Only the Paranoid Survive: How to Exploit the Crisis Points That Challenge Every CompanyThis will sound a little bizarre, but one of the proudest moments in my career as a consultant to Fortune 100 companies came as the result of a major system meltdown. And it highlights why my "paranoia on steroids" mindset is a pretty valuable trait in the software world.

As a bit of background, I need to explain how a large Lotus Notes shop works, at least as it pertains to email [1]. Notes, among other things, can serve as the backbone of a large, distributed email infrastructure. In this particular IT shop, Notes was distributed globally (not an uncommon occurrence) over quite a large number of servers.

The databases within Notes undergo a task known as "replication" or, more specifically, "multi-master replication". This means that changes to any server are merged with other changes from related servers on a near real-time basis. This is one of the advantages of a distributed Notes systems: changes can occur anywhere in the system and they will automatically ripple through the entire network without user intervention, so everyone is always up-to-date. Occasionally, the same database record will be modified on two servers at once - this situation is known as a "replication conflict" and Notes will automatically remember both copies of the record for you.

One of the key databases held in each Notes server is a list of user accounts, known as the NAB. The NAB stands for "Name & Address Book". The NAB is pretty important because it contains all valid Notes user accounts on a given system and all of their personal information.

One of my areas of expertise is directory servers (LDAP directories) and, as a consultant, I did a fair amount of architecture, design and deployment of directory services. In this shop, among other things, I created a system-level process that would take a feed from Notes (since, at that time, it was the authoritative source for internal user accounts).

The way my feed process worked, high-level, was something like this:

> Read all of the Directory's user accounts into a map

> Read all of Notes' user accounts into another map

> Rip through all of the Notes accounts, comparing each one to a Directory account. If they compare, remove the account from the Directory's map. If they don't compare, save the changed fields into an Updates list.

> When done, save the remaining Notes accounts into an Inserts list.

> Save the remaining Directory accounts into a Deletes list.

Okay, that all seems pretty straightforward. But here's where my paranoia kicked in. Notice that instead of just doing the changes directly in the directory... I saved them into separate lists. Why?

Failsafe



Instead of doing the writes, our superhero, Paranoid-Boy, placed the following checks at this stage of the code:

> Is the number of Deletes greater than x% of the total number of directory accounts?

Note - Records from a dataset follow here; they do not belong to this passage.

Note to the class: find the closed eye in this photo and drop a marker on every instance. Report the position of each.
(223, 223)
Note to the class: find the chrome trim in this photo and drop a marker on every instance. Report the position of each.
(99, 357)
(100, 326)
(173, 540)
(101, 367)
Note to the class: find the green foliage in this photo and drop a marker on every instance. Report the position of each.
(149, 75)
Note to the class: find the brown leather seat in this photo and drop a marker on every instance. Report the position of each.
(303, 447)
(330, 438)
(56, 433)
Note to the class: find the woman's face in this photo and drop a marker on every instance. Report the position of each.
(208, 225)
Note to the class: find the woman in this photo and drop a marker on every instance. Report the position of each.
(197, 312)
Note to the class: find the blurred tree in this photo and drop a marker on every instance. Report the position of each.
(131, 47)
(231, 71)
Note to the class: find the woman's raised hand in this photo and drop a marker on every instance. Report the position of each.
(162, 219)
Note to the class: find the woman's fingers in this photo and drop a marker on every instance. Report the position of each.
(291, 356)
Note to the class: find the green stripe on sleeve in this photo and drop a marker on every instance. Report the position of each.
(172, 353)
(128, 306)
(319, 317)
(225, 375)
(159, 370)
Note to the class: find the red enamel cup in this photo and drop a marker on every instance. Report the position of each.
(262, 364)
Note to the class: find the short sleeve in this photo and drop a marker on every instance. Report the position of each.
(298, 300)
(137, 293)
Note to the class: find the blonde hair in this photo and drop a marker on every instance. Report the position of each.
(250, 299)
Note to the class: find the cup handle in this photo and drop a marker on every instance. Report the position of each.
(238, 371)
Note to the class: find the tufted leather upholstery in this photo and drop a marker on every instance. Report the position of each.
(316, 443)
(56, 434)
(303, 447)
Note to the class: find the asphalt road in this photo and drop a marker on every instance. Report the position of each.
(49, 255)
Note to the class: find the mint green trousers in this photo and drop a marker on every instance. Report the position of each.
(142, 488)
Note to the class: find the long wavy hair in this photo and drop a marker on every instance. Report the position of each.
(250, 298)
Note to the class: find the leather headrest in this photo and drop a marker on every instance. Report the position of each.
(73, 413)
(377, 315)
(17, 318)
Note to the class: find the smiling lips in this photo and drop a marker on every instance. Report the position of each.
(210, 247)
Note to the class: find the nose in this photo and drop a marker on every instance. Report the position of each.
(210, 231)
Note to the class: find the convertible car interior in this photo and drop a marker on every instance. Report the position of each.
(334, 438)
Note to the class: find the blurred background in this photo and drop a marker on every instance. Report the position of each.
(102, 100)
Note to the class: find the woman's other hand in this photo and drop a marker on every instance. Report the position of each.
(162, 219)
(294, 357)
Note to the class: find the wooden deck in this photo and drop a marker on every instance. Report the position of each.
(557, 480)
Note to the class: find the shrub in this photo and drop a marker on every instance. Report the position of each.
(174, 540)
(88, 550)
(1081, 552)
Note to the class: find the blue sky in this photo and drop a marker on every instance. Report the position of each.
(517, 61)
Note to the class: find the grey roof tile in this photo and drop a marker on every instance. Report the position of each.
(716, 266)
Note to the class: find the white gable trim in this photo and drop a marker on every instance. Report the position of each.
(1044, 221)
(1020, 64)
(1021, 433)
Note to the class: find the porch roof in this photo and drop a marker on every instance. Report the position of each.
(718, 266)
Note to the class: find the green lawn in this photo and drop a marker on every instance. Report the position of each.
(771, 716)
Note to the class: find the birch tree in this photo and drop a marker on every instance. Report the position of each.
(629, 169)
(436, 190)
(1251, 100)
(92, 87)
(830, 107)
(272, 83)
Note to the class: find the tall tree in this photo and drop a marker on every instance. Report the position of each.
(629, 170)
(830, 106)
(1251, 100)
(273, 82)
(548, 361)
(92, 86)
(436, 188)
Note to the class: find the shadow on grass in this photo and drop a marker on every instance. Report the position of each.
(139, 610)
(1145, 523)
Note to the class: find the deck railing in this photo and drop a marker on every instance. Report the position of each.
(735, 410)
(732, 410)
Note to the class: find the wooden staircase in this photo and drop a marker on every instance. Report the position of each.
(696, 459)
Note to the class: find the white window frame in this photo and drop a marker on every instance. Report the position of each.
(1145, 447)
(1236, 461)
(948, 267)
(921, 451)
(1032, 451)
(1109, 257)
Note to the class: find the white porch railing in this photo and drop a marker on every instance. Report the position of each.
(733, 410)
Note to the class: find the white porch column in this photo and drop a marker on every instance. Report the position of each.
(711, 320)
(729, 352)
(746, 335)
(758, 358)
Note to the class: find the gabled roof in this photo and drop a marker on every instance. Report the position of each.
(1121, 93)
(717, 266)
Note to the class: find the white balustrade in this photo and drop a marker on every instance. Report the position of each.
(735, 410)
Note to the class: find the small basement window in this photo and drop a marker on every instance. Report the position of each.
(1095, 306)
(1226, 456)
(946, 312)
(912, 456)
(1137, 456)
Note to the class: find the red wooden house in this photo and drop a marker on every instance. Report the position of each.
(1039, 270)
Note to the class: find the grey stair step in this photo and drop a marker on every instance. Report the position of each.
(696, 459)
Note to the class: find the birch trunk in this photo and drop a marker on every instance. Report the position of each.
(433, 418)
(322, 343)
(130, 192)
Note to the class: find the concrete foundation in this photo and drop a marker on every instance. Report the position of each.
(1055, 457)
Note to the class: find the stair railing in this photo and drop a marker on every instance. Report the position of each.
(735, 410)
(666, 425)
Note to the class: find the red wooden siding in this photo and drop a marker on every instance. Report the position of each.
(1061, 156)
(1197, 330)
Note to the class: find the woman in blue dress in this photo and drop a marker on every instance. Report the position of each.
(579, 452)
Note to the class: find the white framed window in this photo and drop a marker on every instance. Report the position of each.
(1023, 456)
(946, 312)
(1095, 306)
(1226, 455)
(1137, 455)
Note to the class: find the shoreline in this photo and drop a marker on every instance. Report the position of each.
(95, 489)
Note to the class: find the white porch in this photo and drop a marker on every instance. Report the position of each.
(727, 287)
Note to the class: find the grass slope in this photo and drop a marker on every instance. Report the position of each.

> Is the number of Updates greater than y% of the total number of directory accounts?

> Is the number of Inserts greater than z% of the total number of directory accounts?

If any of these values were exceeded, I assumed that either a catastrophic fault had occurred or that manual intervention for some major change in the user population was necessary. If this happened, the feed would reject the entire operation, notifying the operator and giving them the option to perform a "manual override".

That's why I didn't do the writes directly. I wanted to wait until I could 'sanity-check' the number of changes to the directory, which was the key repository of security data.

Sure enough, the alarm claxons went off one day. Apparently, a bad feed process had corrupted one of the central NABs and removed 12,000 users. Notes, doing as instructed, replicated the change throughout the planet before the system administrators could get a hold of the problem. So in (probably every) NAB around the world, all 12,000 users got purged. And I think some pretty senior management folks (maybe even the CEO) temporarily lost their access to Notes services. That's a tad embarrassing for the IT execs.

Worse still, the systems downstream were at huge risk, including the Directory. Luckily, my feed process' paranoia check kicked in and rejected the feed from Notes: too many changes! No one lost their security privileges due to the Directory and the folks on our team were safe in their beds that night, sleeping like babies... while the Notes sys-admins were, I'm sure, pulling all-nighters trying to get it all back together.

A little long-winded, I know, but my point is simple. None of this would have happened if the rogue feed process had some paranoia designed in from the start.

If your system is non-trivial, be paranoid. Be very paranoid.

[1] This information is somewhat dated, so don't expect you can get your Lotus Certification after reading this junk. In fact, don't even try to use Notes based upon anything I've ever written or said. Please use professionals like Pete for all things Lotus.